We have 'valuable evidence' - DA requests participation in state capture inquiry

President Jacob Zuma (File)
President Jacob Zuma (File)

Johannesburg – The DA has formally requested to participate in the commission of inquiry into state capture which was announced by President Jacob Zuma last month.

The opposition party has written to Deputy Chief Justice Raymond Zondo, who was recommended by Chief Justice Mogoeng Mogoeng to head the commission, to seek permission to be part of the inquiry that is set to be based on a report by former public protector Thuli Madonsela.

ALSO READ: The Free State can now 'rid itself of corruption' – DA after raid on Magashule's office

The terms of reference released last week are expected to guide the investigation into allegations that there was an improper relationship between Zuma and his friends, the Gupta family.

News24 reported that, making the announcement, the president said he was "guided by the [former] Public Protector's State of Capture report, the Constitution, relevant legislation, policies and guidelines".

The DA's federal council chairperson, James Selfe, said the party made the request on the basis that it had direct interest in the proceedings of the commission as one of three complainants to the Public Protector in 2016.

'Mammoth task'

"The deputy chief justice and his team have a mammoth task ahead of them as they begin the long overdue process of investigating the allegations of state capture against President Jacob Zuma, the Guptas and their associates," Selfe said in a statement on Thursday.

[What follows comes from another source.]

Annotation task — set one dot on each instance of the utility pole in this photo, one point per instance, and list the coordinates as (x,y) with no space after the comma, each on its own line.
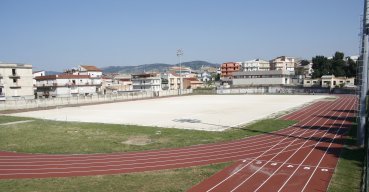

"The DA is of the belief that we can make valuable contributions to the commission, as we can share valuable evidence and shed more light on the extent of corruption within the ANC government," he said.

ALSO READ: Zuma and son must testify at inquiry - DA

Selfe said the party was aware of and respected the major logistical and administrative considerations that would come with a commission of such magnitude.

"We trust that the deputy chief justice will consider our request and we await his favourable response thereto," he said.

Last week, Madonsela told News24 that the terms of reference were too broad and that it would take "a lifetime" for one commission to probe all government corruption.